Un secteur en pleine effervescence

Longtemps cantonnée aux gadgets, la « beauty tech », fusion de la cosmétique et des technologies de pointe, s'impose désormais comme un axe stratégique pour les leaders du secteur. À l'occasion du salon VivaTech qui se tient porte de Versailles à Paris, les initiatives se multiplient et attirent un public nombreux, preuve de l'engouement pour ces innovations.

L'une des vitrines les plus frappantes est celle du géant français L'Oréal. Le groupe y présente le « K-scan », un petit appareil destiné à scanner le cuir chevelu. Son intelligence artificielle, entraînée sur quelque 12 000 images de cheveux, analyse l'état des cheveux et peut notamment prédire les risques de chute. Ce dispositif est développé sous la marque Kérastase.

Non loin de là, Lancôme – autre marque phare de L'Oréal – expose le « cell bioprint ». Cet appareil, dont le lancement commercial est prévu pour l'été 2026, promet de déterminer l'âge biologique de la peau à partir d'un simple prélèvement en surface, orientant ensuite le client vers les soins adaptés.

Des partenariats avec OpenAI

Mais la beauty tech ne se limite pas au matériel. L'Oréal a également officialisé un partenariat avec OpenAI, la société derrière ChatGPT. Selon les annonces faites à VivaTech, les clients pourront bientôt tester crèmes et fards à paupières directement via le chatbot. En téléversant une photo ou une vidéo de leur visage, les produits seront appliqués virtuellement sur la peau, simulant le résultat avant l'achat. Cette fonctionnalité devrait être disponible à la fin de l'été aux États-Unis, avant un déploiement mondial progressif en fonction des résultats.

Diagnostics et recherche accélérée

Au-delà de l'expérience client, l'intelligence artificielle transforme également les outils professionnels. Des diagnostics de peau et de cheveux, toujours plus précis, permettent aux conseillers en magasin d'affiner leurs recommandations, ce qui, selon le groupe, stimule les ventes.

En amont, l'IA accélère la recherche et le développement.
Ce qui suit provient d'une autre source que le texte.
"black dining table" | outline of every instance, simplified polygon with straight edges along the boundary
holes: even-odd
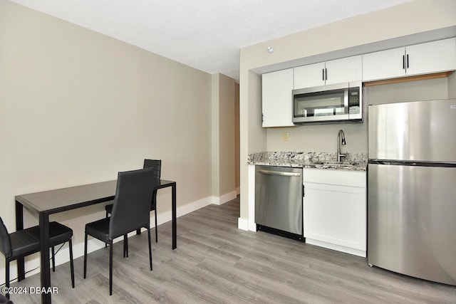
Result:
[[[68,188],[16,195],[16,229],[24,229],[24,208],[38,214],[40,227],[41,303],[51,301],[51,266],[49,264],[49,216],[53,214],[100,204],[114,199],[117,180],[103,182]],[[154,189],[171,187],[172,217],[172,249],[176,241],[176,182],[160,179]],[[18,281],[25,278],[24,259],[17,261]]]

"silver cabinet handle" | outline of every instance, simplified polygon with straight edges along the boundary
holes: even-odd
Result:
[[[259,172],[268,175],[282,175],[284,177],[300,177],[301,173],[298,172],[281,172],[279,171],[258,170]]]

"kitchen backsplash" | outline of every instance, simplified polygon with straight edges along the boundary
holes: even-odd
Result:
[[[366,162],[367,153],[344,152],[346,157],[343,162]],[[248,162],[256,164],[264,162],[264,160],[276,160],[281,162],[301,164],[312,162],[335,162],[336,153],[333,152],[263,152],[249,154]]]

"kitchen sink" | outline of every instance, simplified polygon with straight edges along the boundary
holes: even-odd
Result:
[[[314,164],[321,164],[323,166],[337,166],[337,167],[353,167],[359,165],[359,162],[314,162]]]

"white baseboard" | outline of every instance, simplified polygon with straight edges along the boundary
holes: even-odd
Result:
[[[367,256],[367,253],[365,250],[355,249],[353,248],[346,247],[344,246],[336,245],[333,243],[326,243],[308,238],[306,238],[306,243],[311,245],[318,246],[320,247],[327,248],[328,249],[336,250],[338,251],[345,252],[346,253],[361,256],[363,258],[366,258]]]
[[[222,195],[222,196],[212,196],[212,204],[214,204],[216,205],[222,205],[224,203],[236,199],[237,196],[237,194],[236,191],[233,191],[232,192],[227,193]]]
[[[249,221],[240,217],[237,219],[237,228],[241,230],[249,231]]]
[[[232,196],[233,193],[235,193],[235,192],[233,192],[229,194]],[[224,201],[225,199],[227,199],[228,197],[230,197],[230,196],[228,196],[228,194],[227,194],[226,196],[224,196],[222,198],[219,198],[218,201],[223,201],[223,203],[222,204],[224,204],[226,202]],[[236,198],[235,194],[234,194],[234,198]],[[209,206],[212,204],[214,204],[213,196],[208,196],[207,198],[200,199],[198,201],[193,201],[192,203],[187,204],[184,206],[178,206],[177,209],[176,210],[177,216],[177,217],[182,216],[183,215],[185,215],[194,211],[198,210],[201,208],[205,207],[206,206]],[[158,225],[161,225],[162,224],[165,224],[167,221],[170,221],[172,219],[172,211],[170,210],[166,212],[162,212],[162,213],[160,213],[160,210],[158,210],[158,211],[159,211],[159,214],[157,219],[157,224]],[[154,212],[150,212],[151,228],[154,227],[155,223],[155,219]],[[131,232],[128,234],[128,237],[134,236],[135,234],[136,234],[135,231]],[[115,240],[114,240],[114,242],[115,243],[122,240],[123,240],[123,238],[119,237]],[[95,239],[89,239],[88,241],[88,253],[105,247],[105,245],[103,242]],[[56,249],[58,248],[59,246],[56,246]],[[73,259],[83,256],[83,255],[84,255],[84,243],[81,242],[77,244],[73,243]],[[88,265],[90,266],[90,256],[88,258]],[[66,243],[65,246],[60,250],[60,251],[58,251],[58,253],[56,254],[56,266],[67,263],[69,261],[70,261],[70,256],[69,256],[68,246],[68,243]],[[95,261],[93,261],[93,263],[95,263]],[[40,256],[38,253],[29,256],[28,258],[26,258],[26,265],[25,265],[26,271],[28,271],[31,269],[35,269],[36,268],[38,268],[39,266],[40,266]],[[9,269],[10,269],[10,276],[9,276],[10,280],[11,278],[17,278],[17,266],[16,266],[16,261],[13,261],[10,263]],[[6,269],[4,266],[0,268],[0,285],[5,283],[5,271]],[[39,273],[39,268],[33,271],[31,271],[28,273],[26,273],[26,277],[28,277],[36,273]],[[68,273],[68,276],[69,275],[70,273]]]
Elle aide les scientifiques à identifier de nouvelles molécules et principes actifs, réduisant ainsi les délais de conception de nouveaux soins. Matthieu Cassier, directeur de la transformation et du digital à la Recherche de L'Oréal, souligne que ces technologies permettent d'imaginer des routines beauté ultra-personnalisées.

Un phénomène encore naissant mais prometteur

Si la beauty tech n'est pas le secteur le plus représenté à VivaTech – loin derrière la robotique ou les innovations deeptech –, elle suscite un intérêt croissant, comme en témoignent les files d'attente devant les stands dédiés. Entre l'analyse capillaire, le ciblage des besoins cutanés et la recommandation assistée par IA, la frontière entre beauté et technologie semble chaque jour plus ténue. Pour les consommateurs, cette révolution se traduit par des conseils plus précis et une expérience d'achat enrichie, tandis que les marques y voient un levier de fidélisation et de croissance.